Home

Predicting text: from bigram bag of words to transformer

This is my write up of what I learned following Andrej Karpathy's excellent Makemore series on learning to build large language models. I take tangents in order to explore some aspects in more detail, but I don't provide full explanations for everything, nor the full code, which can be found here. I wrote my code with Jax rather than Pytorch, and show snippets below. As we progress through the article we build bigger and better models for text completion.

Bigram bag of words

A bag of words model is an extremely simple model which assigns the probability of a token to the fraction of tokens in the training set which are that token.

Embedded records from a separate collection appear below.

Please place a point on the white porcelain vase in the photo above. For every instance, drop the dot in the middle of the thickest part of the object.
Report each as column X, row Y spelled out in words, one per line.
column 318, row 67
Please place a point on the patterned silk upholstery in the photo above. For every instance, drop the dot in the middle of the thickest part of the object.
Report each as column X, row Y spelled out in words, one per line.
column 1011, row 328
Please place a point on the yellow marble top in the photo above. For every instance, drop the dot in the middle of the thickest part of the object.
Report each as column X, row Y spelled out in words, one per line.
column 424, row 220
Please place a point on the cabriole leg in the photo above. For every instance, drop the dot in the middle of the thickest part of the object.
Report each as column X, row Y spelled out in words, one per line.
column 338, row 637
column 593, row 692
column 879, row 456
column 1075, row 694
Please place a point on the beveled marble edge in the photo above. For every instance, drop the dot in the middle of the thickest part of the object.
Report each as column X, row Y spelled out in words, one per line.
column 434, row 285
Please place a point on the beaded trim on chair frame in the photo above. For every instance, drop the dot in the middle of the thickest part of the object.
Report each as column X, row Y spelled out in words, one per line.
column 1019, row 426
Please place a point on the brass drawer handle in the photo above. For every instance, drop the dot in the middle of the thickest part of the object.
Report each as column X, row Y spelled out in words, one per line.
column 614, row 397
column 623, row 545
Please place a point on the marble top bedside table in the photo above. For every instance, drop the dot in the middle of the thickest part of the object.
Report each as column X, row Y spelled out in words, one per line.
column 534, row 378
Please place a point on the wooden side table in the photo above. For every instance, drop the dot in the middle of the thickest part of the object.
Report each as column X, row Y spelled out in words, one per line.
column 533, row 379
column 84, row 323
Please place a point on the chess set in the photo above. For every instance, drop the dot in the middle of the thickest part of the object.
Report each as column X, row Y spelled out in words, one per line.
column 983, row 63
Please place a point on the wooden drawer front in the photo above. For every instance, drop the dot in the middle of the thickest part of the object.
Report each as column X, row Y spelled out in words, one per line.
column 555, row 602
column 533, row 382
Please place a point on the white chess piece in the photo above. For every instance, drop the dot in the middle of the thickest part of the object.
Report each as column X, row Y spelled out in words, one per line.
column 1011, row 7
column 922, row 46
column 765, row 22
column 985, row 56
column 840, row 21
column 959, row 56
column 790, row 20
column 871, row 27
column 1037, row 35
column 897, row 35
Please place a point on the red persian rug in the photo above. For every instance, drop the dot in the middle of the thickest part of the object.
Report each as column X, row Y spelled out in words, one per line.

A bigram bag of words goes a small step further by predicting pairs of characters based on the proportion of pairs for which token A is followed by token B. Consider a character-level (tokens are single characters) bigram bag of words model trained on the following text, focussing on the letter o.


    The quick brown fox jumped over the lazy dog.

The letter o occurs three times and is followed by x, v, and g. A bag of words model would assign next character probabilities of $P(x \mid o) = P(v \mid o) = P(g \mid o) = 1/3$ and 0 otherwise.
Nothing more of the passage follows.